Sly sliced through his ropes, still holding his hands behind him.
“So, you are meaning to tell us that the man we’ve been looking at this whole time is a ghost?” Toss asked.
The ears atop Sly’s head perked up at the notion.
“Yes,” he said, his face lighting up in a way that none of the rest could see. “Yes, that’s exactly it.”
The animal boy laughed, unable to hold it in.
“What the hell, Sly,” Finn said with a shake of his head.
“And what other reason do ghosts have to linger,” Sly asked shrewdly, a wide smile on his face, “than if they are not finished!”
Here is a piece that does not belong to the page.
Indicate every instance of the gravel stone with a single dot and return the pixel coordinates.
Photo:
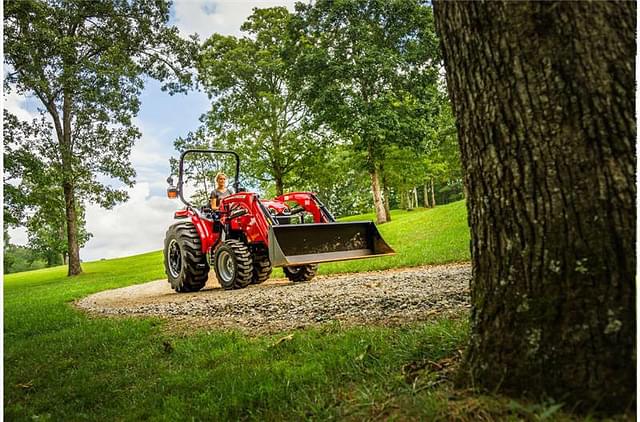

It was clear that Sly understood what he had said in some private way that amused him, but it was lost to the others and none could bring himself to ask. Sly seemed to have slipped off into a world of his own that could not be broken through. The others put it away from them. There were more important things to think of other than Sly’s apparent lapse of sanity. Figuring out how to escape would be a good start.
Above them, a muffled explosion rattled the air. Dust and rock fell down across the opening that let in the gray daylight, piling up until nothing could be seen of the outside world. They were left in darkness with the sounds of pirate laughter ringing in their ears.
Chapter Twenty-Nine
1
Across the ground, Calico’s woven shoes trekked through mud.
What had she been thinking, letting Sly go on without her? She had done too much to protect him to give up now. She’d taken special care not to reveal his whereabouts to the others until it was time. It had been because of him that she had put herself on that ship and gone to Bleed Neck Bay. That was near where he had seen Wren in his vision, and Calico had gone to bring her to him. He had advised her not to go, but she had not listened, even though she knew to take his warnings to heart. But that was behind her now. There was danger ahead, and she had let him go off to it.